The data shows it! (Hot damn, slam down, public school advocates can’t argue with data.)

Let’s talk about data. Where does it come from?

We get it from the states. They do annual testing, as required by federal law, and the results clearly show our schools are failing.

Now we’re getting to it.

How can you argue with data?

Lies, damn lies, and statistics. Wish I had said that, but Mark Twain beat me to it.

But I’ve got data, based upon the latest, greatest testing.
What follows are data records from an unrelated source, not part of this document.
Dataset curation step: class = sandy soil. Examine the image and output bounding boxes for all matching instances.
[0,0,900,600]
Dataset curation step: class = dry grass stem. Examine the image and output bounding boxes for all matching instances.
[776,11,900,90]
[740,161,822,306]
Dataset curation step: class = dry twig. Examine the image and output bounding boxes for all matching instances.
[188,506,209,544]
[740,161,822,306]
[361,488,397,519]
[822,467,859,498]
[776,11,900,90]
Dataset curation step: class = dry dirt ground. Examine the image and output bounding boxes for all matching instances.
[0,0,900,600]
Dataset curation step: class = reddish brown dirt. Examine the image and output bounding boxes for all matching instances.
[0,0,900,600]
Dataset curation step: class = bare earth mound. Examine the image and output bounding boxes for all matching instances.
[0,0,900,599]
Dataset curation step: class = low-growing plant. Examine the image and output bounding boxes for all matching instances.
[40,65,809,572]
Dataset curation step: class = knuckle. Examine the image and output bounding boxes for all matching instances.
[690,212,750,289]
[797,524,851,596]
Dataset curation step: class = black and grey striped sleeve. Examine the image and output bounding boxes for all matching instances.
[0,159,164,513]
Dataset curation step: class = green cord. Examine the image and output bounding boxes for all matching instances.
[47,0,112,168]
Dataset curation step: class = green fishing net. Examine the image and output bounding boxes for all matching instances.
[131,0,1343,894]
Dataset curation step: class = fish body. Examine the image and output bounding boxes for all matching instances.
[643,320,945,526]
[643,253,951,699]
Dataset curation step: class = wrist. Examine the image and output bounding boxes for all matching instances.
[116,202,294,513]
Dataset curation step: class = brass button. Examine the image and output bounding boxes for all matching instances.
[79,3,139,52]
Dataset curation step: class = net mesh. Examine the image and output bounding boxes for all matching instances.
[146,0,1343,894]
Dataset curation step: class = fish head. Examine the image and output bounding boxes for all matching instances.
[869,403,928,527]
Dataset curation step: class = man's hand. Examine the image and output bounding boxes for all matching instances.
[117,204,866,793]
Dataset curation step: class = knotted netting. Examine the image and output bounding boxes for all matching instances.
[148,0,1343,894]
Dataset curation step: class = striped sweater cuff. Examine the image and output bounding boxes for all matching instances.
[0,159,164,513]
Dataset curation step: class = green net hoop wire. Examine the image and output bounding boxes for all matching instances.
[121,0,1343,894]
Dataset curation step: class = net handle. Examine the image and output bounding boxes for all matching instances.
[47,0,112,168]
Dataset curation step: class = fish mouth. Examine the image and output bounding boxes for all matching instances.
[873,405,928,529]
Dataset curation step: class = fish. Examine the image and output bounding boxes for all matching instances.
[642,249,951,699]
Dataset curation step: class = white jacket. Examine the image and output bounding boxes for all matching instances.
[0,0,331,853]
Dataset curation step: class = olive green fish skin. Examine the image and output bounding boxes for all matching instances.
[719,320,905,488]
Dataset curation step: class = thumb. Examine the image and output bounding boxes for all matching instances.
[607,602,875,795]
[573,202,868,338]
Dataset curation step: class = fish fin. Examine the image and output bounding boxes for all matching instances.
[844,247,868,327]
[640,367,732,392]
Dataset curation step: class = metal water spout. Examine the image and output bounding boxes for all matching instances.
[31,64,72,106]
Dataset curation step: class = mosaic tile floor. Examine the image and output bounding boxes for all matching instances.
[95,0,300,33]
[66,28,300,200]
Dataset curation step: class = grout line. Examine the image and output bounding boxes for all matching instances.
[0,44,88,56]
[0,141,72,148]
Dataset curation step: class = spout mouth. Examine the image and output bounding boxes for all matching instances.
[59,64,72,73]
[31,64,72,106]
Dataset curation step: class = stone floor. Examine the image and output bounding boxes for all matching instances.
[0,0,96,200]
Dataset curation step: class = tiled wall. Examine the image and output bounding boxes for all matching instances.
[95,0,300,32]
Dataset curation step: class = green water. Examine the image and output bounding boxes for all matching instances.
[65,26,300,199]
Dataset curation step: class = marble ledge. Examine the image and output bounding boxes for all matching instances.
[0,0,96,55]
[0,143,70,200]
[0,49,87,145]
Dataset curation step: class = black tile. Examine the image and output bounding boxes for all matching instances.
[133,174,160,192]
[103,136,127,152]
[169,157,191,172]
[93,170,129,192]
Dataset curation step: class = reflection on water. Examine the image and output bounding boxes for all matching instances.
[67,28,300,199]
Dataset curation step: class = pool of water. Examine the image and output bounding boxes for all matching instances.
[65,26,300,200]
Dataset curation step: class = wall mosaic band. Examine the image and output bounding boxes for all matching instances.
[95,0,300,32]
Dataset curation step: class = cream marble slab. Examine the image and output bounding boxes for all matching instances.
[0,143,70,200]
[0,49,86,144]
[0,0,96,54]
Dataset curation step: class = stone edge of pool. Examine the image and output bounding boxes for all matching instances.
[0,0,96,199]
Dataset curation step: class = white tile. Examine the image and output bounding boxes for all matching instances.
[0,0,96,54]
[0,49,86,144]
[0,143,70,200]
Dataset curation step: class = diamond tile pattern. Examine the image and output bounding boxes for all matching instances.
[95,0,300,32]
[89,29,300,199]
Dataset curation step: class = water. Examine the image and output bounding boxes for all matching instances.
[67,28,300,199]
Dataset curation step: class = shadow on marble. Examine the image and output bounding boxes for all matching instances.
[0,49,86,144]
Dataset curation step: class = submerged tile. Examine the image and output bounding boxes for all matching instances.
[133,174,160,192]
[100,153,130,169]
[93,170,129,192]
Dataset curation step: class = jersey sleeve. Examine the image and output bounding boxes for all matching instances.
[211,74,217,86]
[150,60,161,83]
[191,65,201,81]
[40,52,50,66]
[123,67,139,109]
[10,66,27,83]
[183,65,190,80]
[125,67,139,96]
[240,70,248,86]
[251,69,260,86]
Yes, you do. Data generated by a test so bad that all a student has to do is answer 28% of the questions correct and you say that’s a pass. Data generated by a test that is so bad that you have to norm the results. For folks who don’t know the lingo, that means that states curve the results.

Shut your mouth.

A test so bad … but what you do is worse. You set the pass rates at predetermined levels. You have data that was designed to be what you wanted it to be. Rather than give a fair test, you decided that a certain percentage of students will pass and the rest fail, no matter how they actually perform. To cover your tracks, you make the test incredibly difficult so no student can pass. Even the student with an IQ of 225 and should be several grade levels ahead cannot score above the traditional 70%--C level.

Shut your mouth.


In your dreams. I know more, so much more, and I am going to expose you—because I’ve studied the data and I know what it really means.